Con À bout de souffle, nel 1960, Godard sancisce il passaggio al nuovo cinema rischiando proprio tanto quanto il protagonista del film manifesto della Nouvelle Vague. La visione di Godard introduce innovazioni cinematografiche rivoluzionarie figlie della spavalderia di classe che lo contraddistingue. Ad esempio, colloca Coutard (direttore della fotografia) sul sedile posteriore a girare le scene in macchina su strada, all’aria aperta, non più in studio come si preferiva all’epoca.

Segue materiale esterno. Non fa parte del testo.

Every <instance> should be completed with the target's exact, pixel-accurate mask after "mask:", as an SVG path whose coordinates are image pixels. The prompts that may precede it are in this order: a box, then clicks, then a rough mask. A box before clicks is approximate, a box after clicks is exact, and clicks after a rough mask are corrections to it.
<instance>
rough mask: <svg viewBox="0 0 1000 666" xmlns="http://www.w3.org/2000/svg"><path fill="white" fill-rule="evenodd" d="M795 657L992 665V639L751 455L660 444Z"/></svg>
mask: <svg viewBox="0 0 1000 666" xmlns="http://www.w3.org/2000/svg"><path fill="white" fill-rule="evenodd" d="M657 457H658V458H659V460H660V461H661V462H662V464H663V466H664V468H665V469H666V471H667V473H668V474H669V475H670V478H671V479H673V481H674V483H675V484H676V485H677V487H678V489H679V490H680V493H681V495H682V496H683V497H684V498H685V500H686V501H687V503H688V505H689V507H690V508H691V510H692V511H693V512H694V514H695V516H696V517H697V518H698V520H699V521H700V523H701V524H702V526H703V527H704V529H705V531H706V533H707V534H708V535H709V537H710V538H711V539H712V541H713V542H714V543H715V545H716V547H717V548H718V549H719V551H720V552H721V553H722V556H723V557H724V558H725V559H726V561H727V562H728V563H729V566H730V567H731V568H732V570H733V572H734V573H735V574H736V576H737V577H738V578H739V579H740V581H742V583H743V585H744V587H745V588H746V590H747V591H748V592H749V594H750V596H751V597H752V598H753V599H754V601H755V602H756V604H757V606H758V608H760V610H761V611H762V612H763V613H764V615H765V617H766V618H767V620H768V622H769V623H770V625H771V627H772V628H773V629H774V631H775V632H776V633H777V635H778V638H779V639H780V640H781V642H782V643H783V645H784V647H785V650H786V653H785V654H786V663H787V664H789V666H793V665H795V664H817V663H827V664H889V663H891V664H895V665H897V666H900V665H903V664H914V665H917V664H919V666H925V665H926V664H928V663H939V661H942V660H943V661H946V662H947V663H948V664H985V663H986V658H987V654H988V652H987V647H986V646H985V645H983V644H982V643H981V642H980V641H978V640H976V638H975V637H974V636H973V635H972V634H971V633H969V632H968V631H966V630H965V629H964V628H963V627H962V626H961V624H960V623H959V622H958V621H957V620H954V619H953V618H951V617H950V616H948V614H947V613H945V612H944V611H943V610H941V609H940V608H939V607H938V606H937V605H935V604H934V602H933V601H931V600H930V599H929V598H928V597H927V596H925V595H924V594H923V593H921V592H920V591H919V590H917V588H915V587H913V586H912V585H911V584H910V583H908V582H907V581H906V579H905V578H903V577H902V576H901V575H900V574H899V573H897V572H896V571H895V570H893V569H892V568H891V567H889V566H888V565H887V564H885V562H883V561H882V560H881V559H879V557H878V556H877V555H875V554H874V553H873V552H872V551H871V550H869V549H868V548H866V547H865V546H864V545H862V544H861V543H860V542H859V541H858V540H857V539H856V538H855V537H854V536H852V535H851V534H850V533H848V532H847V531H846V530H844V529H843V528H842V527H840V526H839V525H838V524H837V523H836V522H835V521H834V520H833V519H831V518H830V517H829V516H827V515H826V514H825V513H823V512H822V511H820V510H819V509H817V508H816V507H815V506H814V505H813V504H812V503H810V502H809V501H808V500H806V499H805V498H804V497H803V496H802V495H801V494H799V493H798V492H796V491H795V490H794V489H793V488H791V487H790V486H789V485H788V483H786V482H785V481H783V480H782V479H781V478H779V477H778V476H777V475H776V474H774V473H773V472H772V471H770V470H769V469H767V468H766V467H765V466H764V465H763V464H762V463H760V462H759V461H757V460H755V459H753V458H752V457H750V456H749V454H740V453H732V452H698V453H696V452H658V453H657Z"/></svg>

Il ladro Michel, interpretato dall’indimenticabile Jean-Paul Belmondo, è pronto a tutto pur di essere quel che è: se stesso fino all’ultimo respiro. Perché il pneuma è il soffio vitale che ci accompagna dalla nascita, il ritmo del prendere e del lasciare, attivo e passivo, e ci corrisponde, adesivo, vita natural durante. Una scena eloquente è quella in cui Michel alla guida, cappello e sigaretta, vaneggia sull’onda dell’euforia affermando di non voler “frenare mai“. “É normale: i delatori denunciano, i ladri rubano, gli assassini uccidono, gli innamorati si amano” – aggiunge Michel. Insomma, lui è un ladro e ruberà fino all’ultimo respiro.
Ieri Belmondo ha lasciato molti appassionati di cinema senza respiro consegnando se stesso alla ritrovata eternità. Aveva 88 anni e oggi riposa nel cimitero di Montparnasse a Parigi.